Siracide 27,22 – 28,7

L’optique de Sirac sur la rétribution

 

Père André Barucq

Du talion au pardon, AS 55, p. 6s

 

Le sage se situe au point de rencontre de deux modes de pensée : celui des théologies traditionnelles de l’Ancien Testament et celui des sages humanistes. Traditionnellement, ta rétribution n’appartient qu’à Dieu. Le Deutéronome la conçoit liée à la théologie de l’Alliance et revêtant, de ce fait, un aspect contractuel. Ce concept s’assouplira quand les prophètes prendront conscience de l’engagement des personnes : peu importe l’attitude des pères, les fils n’engagent qu’eux-mêmes. La rétribution n’en demeure pas moins une question de comptabilité entre Dieu et l’homme. Sirac, avec les autres sages, a souci de compter pour beaucoup l’attitude personnelle, mais au-delà des textes le précédant, il soupçonne que les relations de maître à serviteur existant entre Dieu et l’homme, dépendent aussi des relations interpersonnelles d’homme à homme. A la créance du pécheur, il place sa mansuétude envers qui l’a lui-même lésé. Attitude assez neuve dans l’Ancien Testament qui, toutefois, a toujours considéré comme un crédit ouvert auprès du Seigneur une autre forme de bonté : la bienveillance envers les pauvres.

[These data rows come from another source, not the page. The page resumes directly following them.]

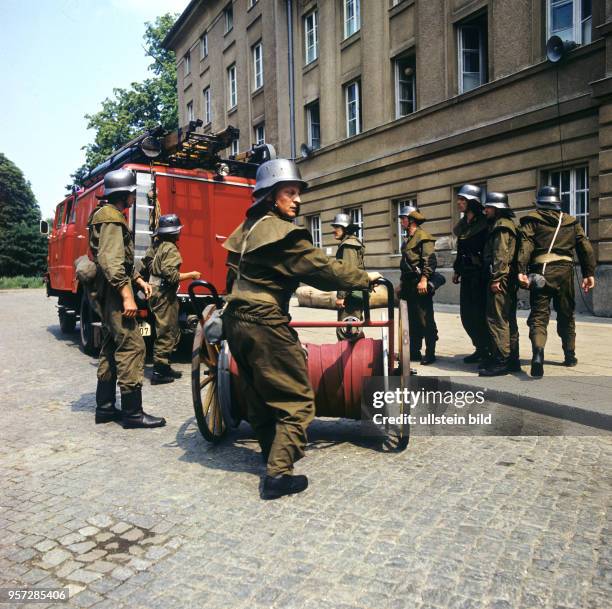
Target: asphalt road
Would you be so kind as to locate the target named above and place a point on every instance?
(160, 519)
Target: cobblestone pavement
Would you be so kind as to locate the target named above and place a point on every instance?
(160, 519)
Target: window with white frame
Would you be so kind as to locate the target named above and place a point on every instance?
(315, 230)
(352, 17)
(356, 216)
(232, 87)
(228, 13)
(260, 134)
(472, 58)
(353, 108)
(207, 106)
(405, 88)
(257, 66)
(313, 125)
(573, 185)
(311, 36)
(570, 20)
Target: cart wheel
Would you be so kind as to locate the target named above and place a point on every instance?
(204, 386)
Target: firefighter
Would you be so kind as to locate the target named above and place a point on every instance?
(268, 257)
(499, 260)
(549, 238)
(351, 251)
(417, 267)
(471, 233)
(122, 353)
(162, 262)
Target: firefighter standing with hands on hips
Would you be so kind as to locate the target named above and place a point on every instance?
(499, 258)
(351, 251)
(122, 354)
(162, 262)
(268, 257)
(471, 232)
(417, 267)
(549, 239)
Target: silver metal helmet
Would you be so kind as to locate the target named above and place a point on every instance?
(471, 192)
(342, 220)
(272, 173)
(548, 198)
(119, 180)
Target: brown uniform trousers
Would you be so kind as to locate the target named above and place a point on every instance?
(271, 362)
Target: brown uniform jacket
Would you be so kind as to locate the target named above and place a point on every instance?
(538, 228)
(278, 256)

Sirac va pousser plus loin sa réflexion en cette matière en y intégrant les sentiments intérieurs qui avaient peu retenu les moralistes israélites : ainsi la colère et la rancune. Il parle ensuite de l’attitude de Dieu envers l’homme pécheur. Il n’envisage d’ailleurs pas un péché en particulier, pas même ceux dont il vient de parler, mais le péché installé, l’état de péché dont l’homme se libère malaisément et qui le rend débiteur d’un Dieu qui se doit de lui demander compte. Or ce Dieu se montrera justement exigeant ou miséricordieux. Qui déterminera son attitude ? Le pécheur lui-même, pense Sirac, et sa propre nature envers son frère. L’évangile ne dira pas autre chose.

Certains éléments de ce texte peuvent choquer nos mentalités. Le sage nous présente un Dieu de majesté qui brandit la vengeance, tient une comptabilité rigoureuse des fautes. Mais, pense-t-il, il convient de ne pas sous-estimer les exigences mêmes de l’Alliance du Très-Haut, du Tout Autre, du Transcendant. On ne peut évacuer les commandements, pierre de touche de la fidélité de l’homme pour toute la pensée juive.